Hayner raised concerns there were no limits on the number of permits that could be issued for various types of marijuana businesses, except for the city’s existing cap of 28 for dispensaries. He suggested a 36-permit cap in each marijuana business category.
A majority of council members instead chose to keep the 28-permit cap for dispensaries (26 are approved already) and equally cap the number of consumption establishments and micro-businesses at 28 each, with no caps for grow operations or other facilities.
City officials have been working on the ordinances for months, said Mayor Christopher Taylor, indicating the council needs to act quickly now if it wants them in place before Nov. 1.
It’s a topic of considerable interest to residents and deserves more public discussion and input, Lumm said, suggesting temporarily opting out of allowing recreational marijuana businesses and taking more time to work out the regulations.
“I just think it’s critical to get it right,” she said.
Others worried about the message it would send to opt out, even temporarily. Ann Arbor has been called the cannabis capital of the Midwest and is home to the long-running Hash Bash marijuana festival.
“It’s important to know that Ann Arbor has a long history with trying to decriminalize marijuana,” said Council Member Ali Ramlawi, D-5th Ward. “It started 50 years ago, and the message of opting out would have a very negative impact, I think, on the movement.”
“I’m not going to support an opting out. Ann Arbor is a leader in this area,” said Council Member Kathy Griswold, D-2nd Ward, arguing council needs to rise to the occasion and get the job done.
Council is planning to hold a work session Sept. 23 to discuss the regulations in more detail before considering final approval Oct. 7, when there will be public hearings.

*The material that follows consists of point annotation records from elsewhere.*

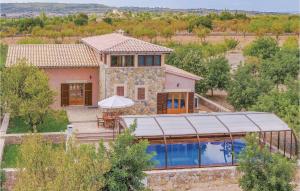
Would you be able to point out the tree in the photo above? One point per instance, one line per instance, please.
(201, 33)
(246, 86)
(218, 74)
(44, 166)
(262, 170)
(226, 15)
(263, 47)
(291, 44)
(25, 92)
(278, 29)
(283, 103)
(108, 20)
(128, 162)
(281, 66)
(231, 43)
(81, 19)
(167, 32)
(200, 22)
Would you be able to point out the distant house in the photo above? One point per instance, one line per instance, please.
(111, 64)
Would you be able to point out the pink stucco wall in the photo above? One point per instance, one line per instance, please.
(57, 76)
(173, 80)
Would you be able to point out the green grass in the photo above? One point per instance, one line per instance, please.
(10, 156)
(55, 121)
(3, 53)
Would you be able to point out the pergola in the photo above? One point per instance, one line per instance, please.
(168, 129)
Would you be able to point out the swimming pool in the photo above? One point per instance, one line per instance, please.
(187, 154)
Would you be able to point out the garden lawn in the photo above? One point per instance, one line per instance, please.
(10, 156)
(55, 121)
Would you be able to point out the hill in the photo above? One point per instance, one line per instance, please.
(33, 9)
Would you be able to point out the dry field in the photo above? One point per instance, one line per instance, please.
(177, 38)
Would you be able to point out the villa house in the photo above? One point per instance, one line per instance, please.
(111, 64)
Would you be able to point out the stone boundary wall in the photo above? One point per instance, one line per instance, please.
(55, 137)
(186, 179)
(180, 179)
(212, 105)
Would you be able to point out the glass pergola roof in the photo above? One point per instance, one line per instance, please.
(204, 124)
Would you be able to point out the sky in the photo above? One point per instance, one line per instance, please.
(292, 6)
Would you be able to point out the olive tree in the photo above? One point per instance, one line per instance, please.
(263, 47)
(44, 166)
(218, 74)
(263, 170)
(25, 92)
(246, 86)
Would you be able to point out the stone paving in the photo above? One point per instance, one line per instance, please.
(84, 120)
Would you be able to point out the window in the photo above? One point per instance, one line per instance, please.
(149, 60)
(120, 91)
(141, 93)
(157, 60)
(196, 101)
(122, 61)
(129, 61)
(116, 61)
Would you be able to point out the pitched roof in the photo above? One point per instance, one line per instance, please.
(52, 55)
(180, 72)
(117, 43)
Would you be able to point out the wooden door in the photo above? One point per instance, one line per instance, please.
(88, 94)
(64, 94)
(176, 103)
(162, 103)
(76, 94)
(191, 102)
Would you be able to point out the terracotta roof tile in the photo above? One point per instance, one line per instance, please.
(52, 55)
(180, 72)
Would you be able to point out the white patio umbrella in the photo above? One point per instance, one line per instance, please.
(115, 102)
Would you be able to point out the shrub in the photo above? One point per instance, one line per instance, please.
(262, 170)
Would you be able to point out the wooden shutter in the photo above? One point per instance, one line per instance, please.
(191, 102)
(64, 94)
(162, 99)
(120, 90)
(88, 94)
(141, 94)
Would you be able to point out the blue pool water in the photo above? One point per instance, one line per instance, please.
(212, 153)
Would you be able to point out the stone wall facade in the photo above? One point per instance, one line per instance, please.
(187, 179)
(153, 78)
(171, 180)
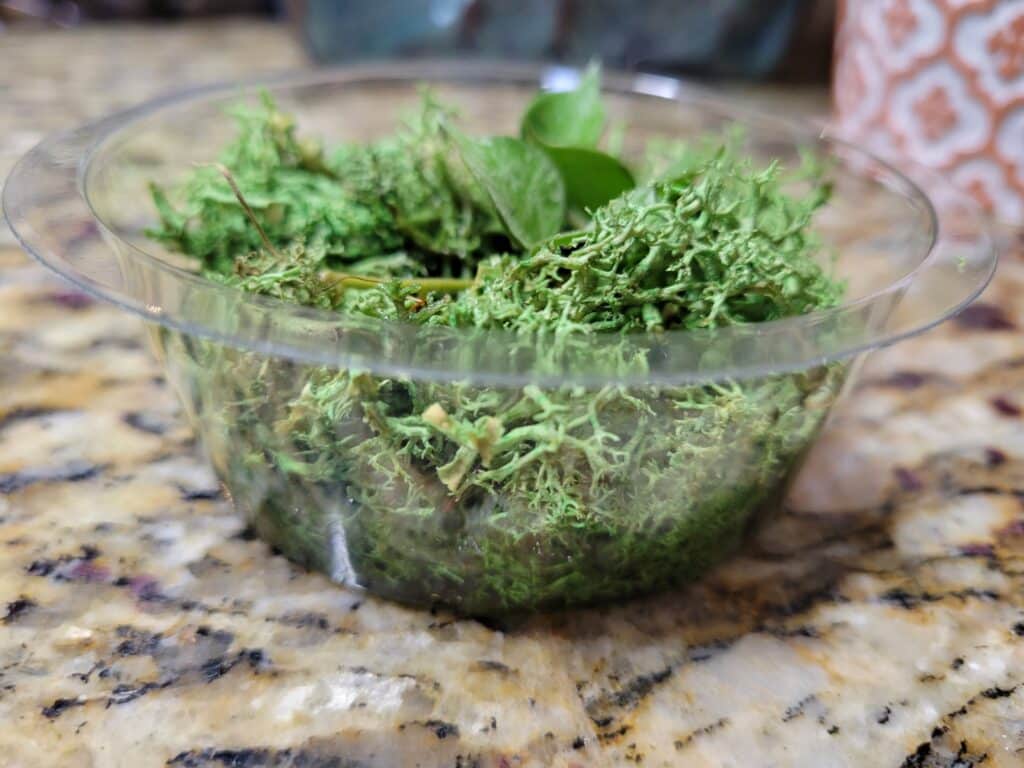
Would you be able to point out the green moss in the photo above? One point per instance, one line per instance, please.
(498, 499)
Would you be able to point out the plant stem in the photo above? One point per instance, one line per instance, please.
(246, 207)
(427, 285)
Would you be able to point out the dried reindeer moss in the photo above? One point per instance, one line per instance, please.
(501, 499)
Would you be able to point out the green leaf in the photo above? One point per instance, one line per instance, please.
(522, 182)
(592, 178)
(568, 119)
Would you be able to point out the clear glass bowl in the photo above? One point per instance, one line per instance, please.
(615, 468)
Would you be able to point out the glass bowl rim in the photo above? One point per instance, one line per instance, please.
(89, 140)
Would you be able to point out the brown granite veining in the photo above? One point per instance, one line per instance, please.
(880, 622)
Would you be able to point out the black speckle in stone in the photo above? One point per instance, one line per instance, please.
(221, 637)
(639, 687)
(144, 422)
(442, 729)
(73, 472)
(59, 707)
(24, 414)
(1005, 407)
(16, 608)
(907, 479)
(136, 642)
(256, 657)
(918, 758)
(216, 668)
(899, 596)
(260, 758)
(997, 692)
(200, 495)
(994, 457)
(124, 693)
(906, 380)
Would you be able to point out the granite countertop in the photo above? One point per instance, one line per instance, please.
(880, 622)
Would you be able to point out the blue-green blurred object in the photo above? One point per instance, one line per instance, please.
(736, 38)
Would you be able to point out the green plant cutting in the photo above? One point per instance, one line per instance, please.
(492, 498)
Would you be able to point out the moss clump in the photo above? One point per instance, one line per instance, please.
(497, 499)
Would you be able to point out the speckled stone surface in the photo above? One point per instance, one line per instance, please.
(879, 623)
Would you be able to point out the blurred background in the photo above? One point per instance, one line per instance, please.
(783, 40)
(925, 82)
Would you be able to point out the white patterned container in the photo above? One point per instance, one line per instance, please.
(941, 83)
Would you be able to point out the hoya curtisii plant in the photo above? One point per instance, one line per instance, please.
(497, 499)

Existing marijuana businesses in Ann Arbor have operated responsibly, Ramlawi said, adding they want to be good community partners and they know “all eyes and ears will be watching them.”
While 78% of Ann Arbor voters supported marijuana legalization in 2018, some community members have expressed concerns about marijuana facilities, council members acknowledged.

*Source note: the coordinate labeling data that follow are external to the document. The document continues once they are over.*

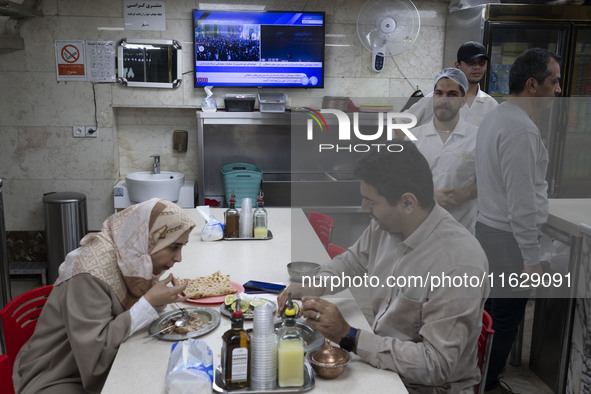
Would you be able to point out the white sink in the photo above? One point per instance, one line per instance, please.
(144, 185)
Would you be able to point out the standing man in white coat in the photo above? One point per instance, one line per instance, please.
(473, 61)
(448, 143)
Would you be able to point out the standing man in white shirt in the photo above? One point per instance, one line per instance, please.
(473, 61)
(511, 163)
(448, 143)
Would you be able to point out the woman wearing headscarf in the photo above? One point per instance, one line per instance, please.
(106, 290)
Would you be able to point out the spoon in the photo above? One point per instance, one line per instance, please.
(181, 321)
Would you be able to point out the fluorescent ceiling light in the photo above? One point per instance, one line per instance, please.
(230, 7)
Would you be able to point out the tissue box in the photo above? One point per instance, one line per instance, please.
(239, 103)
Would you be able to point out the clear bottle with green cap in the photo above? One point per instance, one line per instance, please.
(232, 219)
(290, 350)
(260, 218)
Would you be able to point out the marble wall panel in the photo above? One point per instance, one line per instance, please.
(23, 201)
(37, 99)
(52, 153)
(138, 143)
(109, 8)
(134, 122)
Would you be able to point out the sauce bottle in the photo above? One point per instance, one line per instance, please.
(290, 350)
(236, 353)
(232, 219)
(260, 219)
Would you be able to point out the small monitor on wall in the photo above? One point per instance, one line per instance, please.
(259, 49)
(149, 63)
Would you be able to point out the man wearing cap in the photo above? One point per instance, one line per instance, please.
(472, 60)
(448, 143)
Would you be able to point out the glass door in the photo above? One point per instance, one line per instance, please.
(573, 178)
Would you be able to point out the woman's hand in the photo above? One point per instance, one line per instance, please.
(161, 293)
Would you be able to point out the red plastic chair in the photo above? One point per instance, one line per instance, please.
(484, 345)
(334, 250)
(19, 319)
(6, 385)
(323, 225)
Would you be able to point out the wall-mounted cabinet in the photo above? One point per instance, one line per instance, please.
(16, 13)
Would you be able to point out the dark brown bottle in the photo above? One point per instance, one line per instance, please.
(236, 353)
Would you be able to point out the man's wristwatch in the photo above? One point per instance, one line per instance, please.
(348, 342)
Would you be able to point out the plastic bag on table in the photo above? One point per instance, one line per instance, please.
(190, 368)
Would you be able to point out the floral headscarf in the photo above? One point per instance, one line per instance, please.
(120, 254)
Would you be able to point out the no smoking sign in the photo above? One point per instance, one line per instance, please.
(69, 56)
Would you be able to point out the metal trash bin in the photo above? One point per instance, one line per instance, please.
(66, 223)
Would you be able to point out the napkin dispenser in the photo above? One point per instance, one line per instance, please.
(272, 102)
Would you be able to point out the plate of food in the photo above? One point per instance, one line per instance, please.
(247, 304)
(202, 320)
(210, 289)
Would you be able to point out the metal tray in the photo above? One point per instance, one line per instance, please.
(269, 236)
(208, 314)
(248, 315)
(309, 382)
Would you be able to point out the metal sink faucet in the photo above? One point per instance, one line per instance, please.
(156, 163)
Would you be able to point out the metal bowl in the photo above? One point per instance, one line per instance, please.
(297, 269)
(329, 362)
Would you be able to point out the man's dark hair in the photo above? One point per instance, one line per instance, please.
(533, 63)
(396, 173)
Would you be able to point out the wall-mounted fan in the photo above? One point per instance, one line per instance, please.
(387, 27)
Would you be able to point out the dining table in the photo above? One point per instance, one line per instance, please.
(141, 363)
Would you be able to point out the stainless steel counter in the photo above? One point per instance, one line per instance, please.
(290, 178)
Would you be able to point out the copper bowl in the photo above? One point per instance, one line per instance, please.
(329, 362)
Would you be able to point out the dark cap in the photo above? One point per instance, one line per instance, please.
(470, 51)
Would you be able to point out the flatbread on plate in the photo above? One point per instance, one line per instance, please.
(213, 285)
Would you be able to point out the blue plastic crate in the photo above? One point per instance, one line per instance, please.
(242, 178)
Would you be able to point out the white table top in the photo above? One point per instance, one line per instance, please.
(140, 365)
(566, 214)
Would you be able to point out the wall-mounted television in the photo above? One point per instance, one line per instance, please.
(259, 49)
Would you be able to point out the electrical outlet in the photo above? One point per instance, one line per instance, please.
(78, 131)
(91, 131)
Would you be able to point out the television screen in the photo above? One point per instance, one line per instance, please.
(259, 49)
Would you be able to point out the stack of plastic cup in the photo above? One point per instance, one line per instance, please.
(245, 230)
(263, 347)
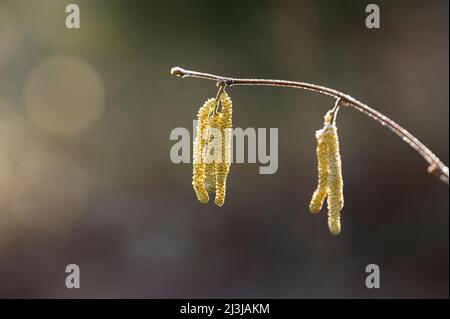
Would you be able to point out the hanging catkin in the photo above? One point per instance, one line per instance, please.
(211, 153)
(199, 151)
(330, 183)
(335, 184)
(222, 167)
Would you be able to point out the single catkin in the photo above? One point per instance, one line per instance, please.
(210, 178)
(222, 165)
(199, 151)
(322, 168)
(335, 183)
(322, 150)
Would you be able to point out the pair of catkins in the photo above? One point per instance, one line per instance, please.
(212, 149)
(212, 159)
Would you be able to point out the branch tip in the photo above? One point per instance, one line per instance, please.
(177, 71)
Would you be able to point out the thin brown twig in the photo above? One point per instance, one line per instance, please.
(436, 167)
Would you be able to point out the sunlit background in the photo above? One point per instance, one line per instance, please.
(86, 178)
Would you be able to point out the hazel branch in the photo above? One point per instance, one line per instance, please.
(436, 167)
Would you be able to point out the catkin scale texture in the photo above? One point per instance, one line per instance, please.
(222, 166)
(335, 183)
(330, 182)
(200, 141)
(322, 168)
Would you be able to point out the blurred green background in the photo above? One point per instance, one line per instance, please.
(86, 178)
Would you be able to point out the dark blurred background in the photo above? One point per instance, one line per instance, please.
(86, 178)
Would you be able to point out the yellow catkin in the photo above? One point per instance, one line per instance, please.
(322, 167)
(321, 192)
(335, 183)
(199, 151)
(222, 167)
(210, 178)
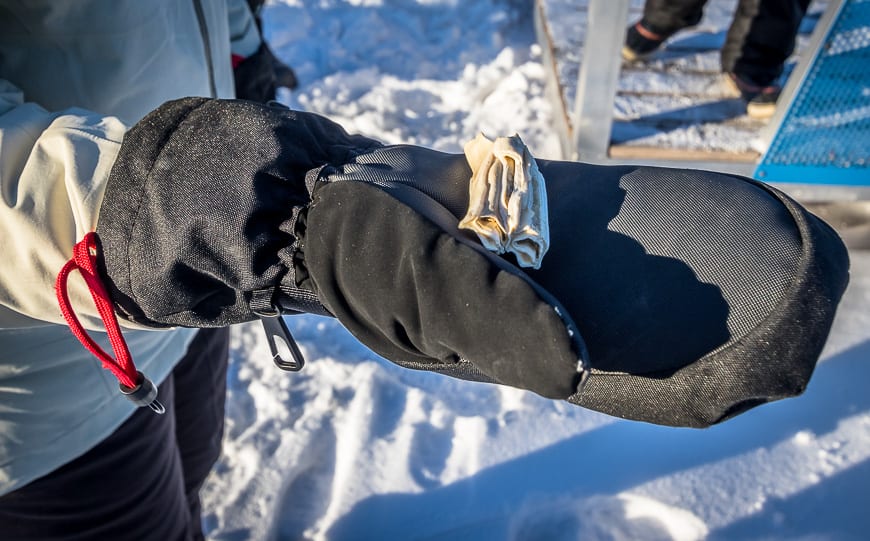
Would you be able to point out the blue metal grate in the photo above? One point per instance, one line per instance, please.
(824, 137)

Hayner said he voted for marijuana legalization in 2018 because he’s a longtime proponent of decriminalization.
“I didn’t vote for Prop 1 to have 600 distribution and consumption facilities open in my community,” he said.

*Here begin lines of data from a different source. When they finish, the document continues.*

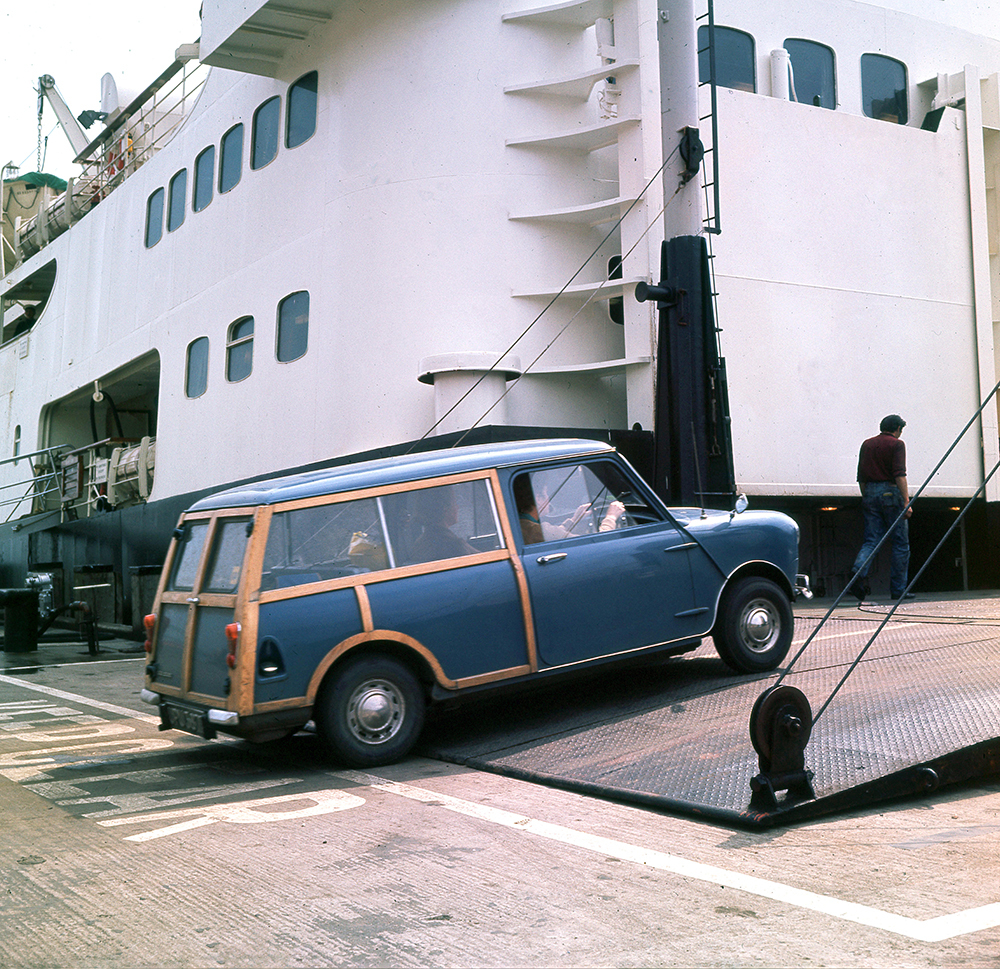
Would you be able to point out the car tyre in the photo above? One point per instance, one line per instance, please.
(753, 630)
(371, 712)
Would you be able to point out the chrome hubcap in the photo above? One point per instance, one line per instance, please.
(759, 625)
(375, 711)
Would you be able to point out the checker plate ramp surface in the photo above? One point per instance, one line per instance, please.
(921, 710)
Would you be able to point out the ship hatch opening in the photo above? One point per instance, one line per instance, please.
(22, 305)
(105, 434)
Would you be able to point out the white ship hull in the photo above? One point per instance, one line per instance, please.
(468, 158)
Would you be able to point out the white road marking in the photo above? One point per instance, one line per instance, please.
(930, 930)
(243, 812)
(76, 698)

“And I have had people come up to me and say they have legitimate concerns about the placement of these, and legitimate concerns about large money flowing to the cities that do allow this use and it driving out other businesses that serve a broader portion of the community.”
A former preschool and the MD Bagel Fragel shop are empty now because “people are sitting on them with marijuana money” in anticipation of recreational marijuana, Hayner said.
“There’s going to be money flowing here from all over the place, and so I think it’s reasonable to have limits on all of these,” he said.
“Unless we want to just take the lid off and turn into, you know, marijuana central.”
Hayner also questioned why the city’s draft rules don’t allow marijuana consumption establishments in office districts.
They’re more of a transactional, retail-type use, said Brett Lenart, the city’s planning manager.
Hayner noted the city recently changed zoning rules to allow restaurants in office areas.
“Maybe somebody’s employer would allow them to do a bong hit at lunch or whatever,” he said.
The proposed zoning rules limit where marijuana businesses can be located and include buffer requirements to avoid clustering.
Under the draft rules, no marijuana dispensary or micro-business could be within 600 feet of another, though there would be no buffer requirements between consumption establishments. Marijuana facilities still must be 1,000 feet from schools.